Yang paling kelihatan adalah Red Harvest yang tidak banyak berbicara karena hanya mampu berbahasa Inggris sedikit. Sesekali ia berbicara dengan Chisolm, satu-satunya orang dalam tim yang bisa berbahasa Comanche. Tanpa ada unsur diskriminasi, namun perbedaan bahasa ini adalah salah satu hal yang sangat memungkinkan terjadinya missed communication.
Meski begitu, saya mengapresiasi ide sutradara untuk memberikan beragam karakter dan budaya tersebut. Hal-hal yang berbeda itu menjadi indah ketika bisa disatukan dengan baik. Juga dapat menginspirasi bahwa perbedaan itu tidak seharusnya dijadikan suatu masalah atau alasan untuk memecah belah, tetapi justru memadukannya. Tujuannya, saling melengkapi dan menjadi sebuah paket yang utuh (seperti aku dan kamu, eaaaa, gagal fokus lagi!)
Terlepas dari analisis budaya yang cukup jauh, “Magnificent Seven” ini cukup memuaskan pecinta film action karena ritmenya yang sangat dinamis. Namun tidak menunjukkan aksi detail kekerasan. Jadi, cukup aman bagi Anda yang tidak menyukai film dengan genre thriller, seperti saya, hehehe.
Sejak awal hingga akhir film, penonton tidak akan dibuat deg-degan, tetapi juga dimanjakan dengan pemandangan yang menarik. Beberapa kali film menampilkan kuda dan penunggangnya melewati sabana, dengan siluet yang mempesona.
Sementara itu, dari sudut pandang religius, film “The Magnificent Seven” cukup saya rekomendasikan untuk ditonton bersama-sama. Biasanya kegiatan santai seperti ini cukup disukai kelompok pemuda. Selain memberikan kesempatan pemuda untuk mengikuti perkembangan film terbaru, film ini mengajarkan tentang pentingnya memperjuangkan apa yang dimiliki.
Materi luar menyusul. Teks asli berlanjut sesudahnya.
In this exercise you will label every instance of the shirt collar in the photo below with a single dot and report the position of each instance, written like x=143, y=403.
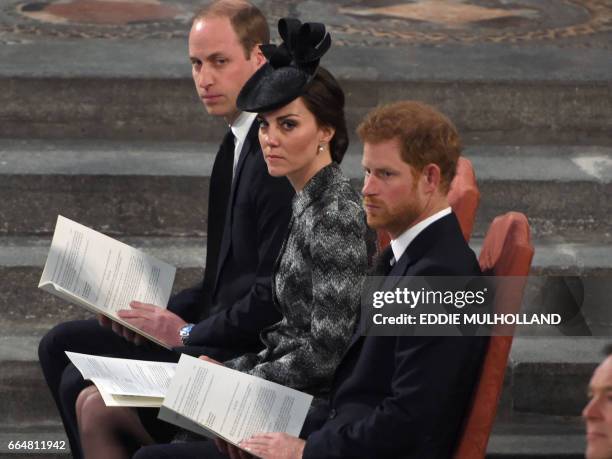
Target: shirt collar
x=400, y=244
x=241, y=126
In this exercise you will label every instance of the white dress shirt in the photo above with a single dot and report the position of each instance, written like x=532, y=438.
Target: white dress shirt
x=399, y=245
x=240, y=128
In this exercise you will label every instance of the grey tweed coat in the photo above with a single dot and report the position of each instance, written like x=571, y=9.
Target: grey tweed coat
x=316, y=285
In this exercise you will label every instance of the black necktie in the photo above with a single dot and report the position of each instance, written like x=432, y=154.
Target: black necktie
x=218, y=196
x=382, y=263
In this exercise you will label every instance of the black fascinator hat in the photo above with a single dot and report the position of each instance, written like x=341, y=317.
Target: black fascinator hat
x=290, y=67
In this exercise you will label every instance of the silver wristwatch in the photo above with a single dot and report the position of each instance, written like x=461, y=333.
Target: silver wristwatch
x=184, y=333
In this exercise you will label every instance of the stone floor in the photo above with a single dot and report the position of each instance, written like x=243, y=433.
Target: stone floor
x=386, y=23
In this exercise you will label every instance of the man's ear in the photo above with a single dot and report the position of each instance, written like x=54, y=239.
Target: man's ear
x=432, y=176
x=257, y=56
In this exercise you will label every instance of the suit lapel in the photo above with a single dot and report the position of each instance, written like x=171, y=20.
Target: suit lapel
x=413, y=253
x=248, y=148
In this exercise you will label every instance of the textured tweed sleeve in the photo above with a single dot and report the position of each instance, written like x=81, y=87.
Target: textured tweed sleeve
x=339, y=259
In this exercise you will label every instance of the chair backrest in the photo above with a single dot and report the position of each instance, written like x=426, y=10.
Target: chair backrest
x=463, y=197
x=506, y=251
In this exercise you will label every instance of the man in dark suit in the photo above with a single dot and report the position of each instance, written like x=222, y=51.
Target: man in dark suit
x=248, y=216
x=399, y=396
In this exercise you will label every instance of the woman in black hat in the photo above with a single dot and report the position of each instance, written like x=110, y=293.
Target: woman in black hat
x=317, y=277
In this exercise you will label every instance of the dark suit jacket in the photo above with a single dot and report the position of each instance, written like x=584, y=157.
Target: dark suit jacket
x=256, y=220
x=403, y=396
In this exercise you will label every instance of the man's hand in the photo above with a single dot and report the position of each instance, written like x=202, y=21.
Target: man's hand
x=230, y=450
x=275, y=446
x=158, y=322
x=121, y=330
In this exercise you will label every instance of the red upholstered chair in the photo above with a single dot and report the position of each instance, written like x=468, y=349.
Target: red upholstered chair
x=506, y=251
x=463, y=197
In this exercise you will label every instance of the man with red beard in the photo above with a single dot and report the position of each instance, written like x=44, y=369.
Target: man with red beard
x=598, y=412
x=399, y=396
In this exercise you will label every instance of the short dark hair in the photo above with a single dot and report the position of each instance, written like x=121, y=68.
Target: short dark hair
x=324, y=98
x=247, y=20
x=425, y=136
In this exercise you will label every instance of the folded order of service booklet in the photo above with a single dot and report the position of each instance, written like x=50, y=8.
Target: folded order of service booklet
x=206, y=398
x=126, y=382
x=103, y=275
x=213, y=400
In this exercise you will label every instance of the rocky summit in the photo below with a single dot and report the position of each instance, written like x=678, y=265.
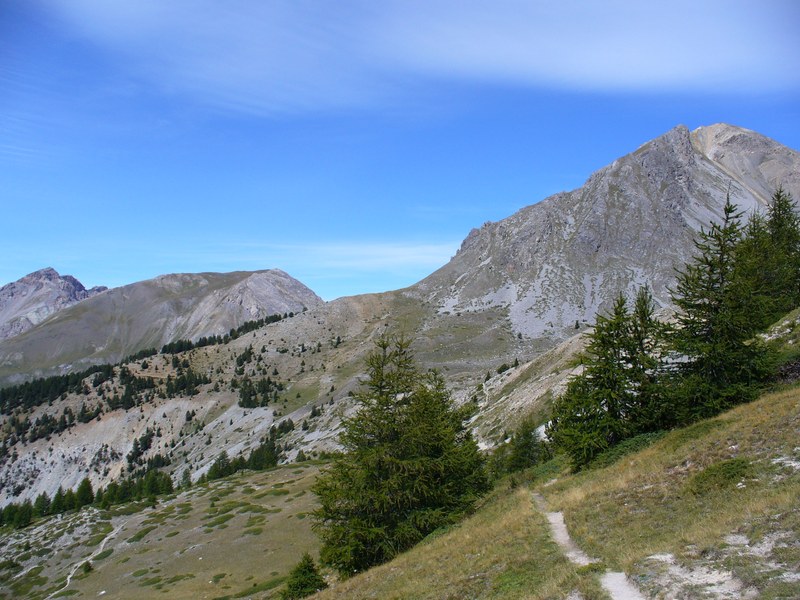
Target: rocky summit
x=553, y=265
x=502, y=320
x=30, y=300
x=124, y=320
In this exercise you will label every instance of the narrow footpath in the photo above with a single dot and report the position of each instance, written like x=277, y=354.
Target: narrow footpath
x=78, y=564
x=615, y=583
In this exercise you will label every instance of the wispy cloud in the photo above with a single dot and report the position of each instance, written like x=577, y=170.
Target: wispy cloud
x=336, y=257
x=286, y=55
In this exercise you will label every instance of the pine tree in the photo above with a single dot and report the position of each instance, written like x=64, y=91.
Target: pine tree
x=720, y=363
x=768, y=260
x=618, y=394
x=304, y=580
x=588, y=418
x=409, y=465
x=84, y=495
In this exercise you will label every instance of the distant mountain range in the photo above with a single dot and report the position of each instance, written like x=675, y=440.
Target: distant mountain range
x=519, y=291
x=30, y=300
x=105, y=327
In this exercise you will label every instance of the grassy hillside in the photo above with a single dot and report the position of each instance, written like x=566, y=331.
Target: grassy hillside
x=232, y=538
x=707, y=511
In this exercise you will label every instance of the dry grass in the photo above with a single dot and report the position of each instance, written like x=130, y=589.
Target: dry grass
x=651, y=502
x=503, y=551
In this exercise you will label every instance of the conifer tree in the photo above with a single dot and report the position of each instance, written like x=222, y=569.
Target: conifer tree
x=304, y=580
x=720, y=361
x=768, y=260
x=409, y=465
x=618, y=394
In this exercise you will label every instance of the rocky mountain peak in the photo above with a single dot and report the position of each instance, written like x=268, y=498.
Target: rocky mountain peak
x=31, y=299
x=556, y=263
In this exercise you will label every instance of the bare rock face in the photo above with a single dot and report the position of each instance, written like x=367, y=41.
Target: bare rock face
x=557, y=263
x=30, y=300
x=148, y=314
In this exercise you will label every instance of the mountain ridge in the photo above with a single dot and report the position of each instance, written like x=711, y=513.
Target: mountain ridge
x=150, y=313
x=33, y=298
x=474, y=318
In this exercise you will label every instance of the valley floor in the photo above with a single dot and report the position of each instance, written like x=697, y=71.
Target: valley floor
x=710, y=511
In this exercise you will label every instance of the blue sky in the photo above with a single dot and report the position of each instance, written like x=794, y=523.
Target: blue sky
x=353, y=144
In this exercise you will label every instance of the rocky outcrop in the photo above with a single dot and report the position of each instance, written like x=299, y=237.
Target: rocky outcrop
x=149, y=314
x=557, y=263
x=30, y=300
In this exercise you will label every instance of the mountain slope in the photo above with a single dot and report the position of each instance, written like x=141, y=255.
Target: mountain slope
x=512, y=293
x=675, y=517
x=148, y=314
x=560, y=261
x=29, y=301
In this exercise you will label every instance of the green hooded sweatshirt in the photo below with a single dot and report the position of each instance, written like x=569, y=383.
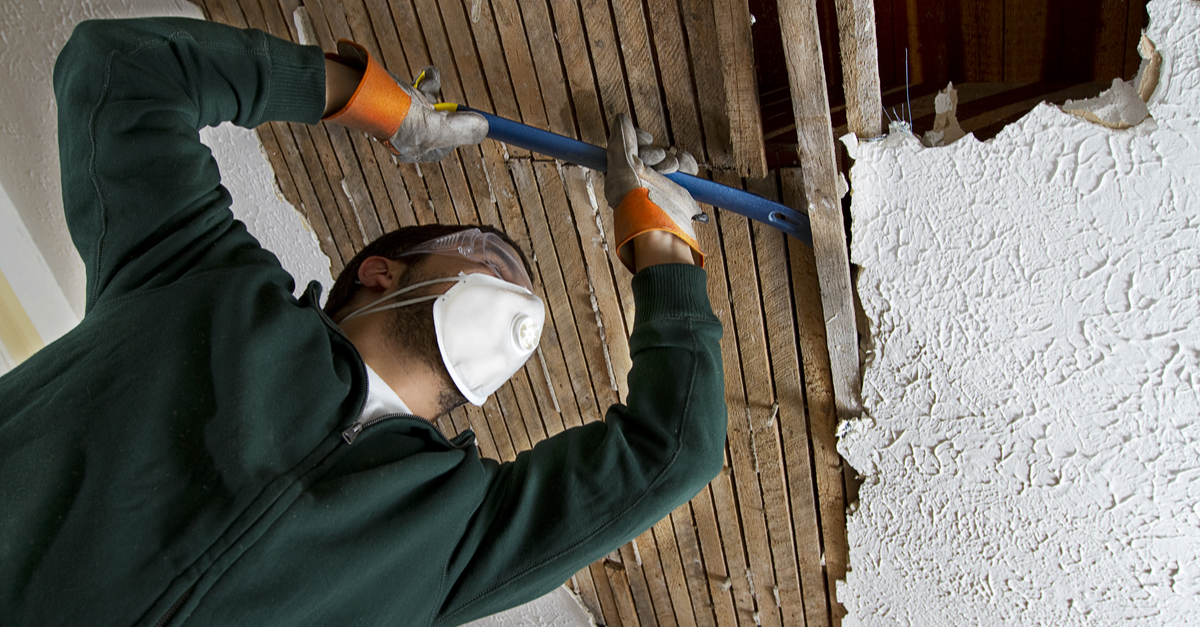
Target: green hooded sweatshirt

Entah itu iman, keluarga, maupun tanah kelahiran. Prinsip yang kuat akan membuat kita mampu mempertahankan dan mengusahakan yang terbaik, tidak hanya untuk diri kita sekarang, tetapi juga anak cucu di masa mendatang.
Namun, orang dewasa atau pemuda yang lebih senior perlu memberikan pendampingan dan pengarahan ketika film ini dinikmati bersama anak-anak yang lebih kecil. Lantaran beberapa scene menunjukkan bahwa tokoh mengucapkan, “Dalam nama Tuhan,....” maupun menyebutkan beberapa ayat dalam Alkitab, sebelum membunuh musuh. Terlepas musuh adalah orang yang jahat, tentu agama mana pun tidak membenarkan alasan pembunuhan. Apalagi membunuh orang, atas nama Tuhan. Yang ada, semua kitab suci mengajarkan kebaikan, termasuk kepada orang yang sudah berbuat jahat.
Tentu adegan tersebut tidak benar sehingga patut menjadi perhatian. Dengan pendampingan dan penjelasan orang tua kepada anak mengenai hal tersebut, diharapkan, anak hanya menganggap ini sebagai tontonan semata, bukan teladan.
Sebaliknya, mereka justru bisa meneladani, pentingnya mengandalkan Tuhan dalam segala keadaan. Berdoa tidak hanya dilakukan dalam situasi yang terdesak, tetapi juga setiap saat. Berserah kepada Sang Pencipta juga sangat penting. Manusia mengusahakan yang terbaik dan Dialah yang menentukan.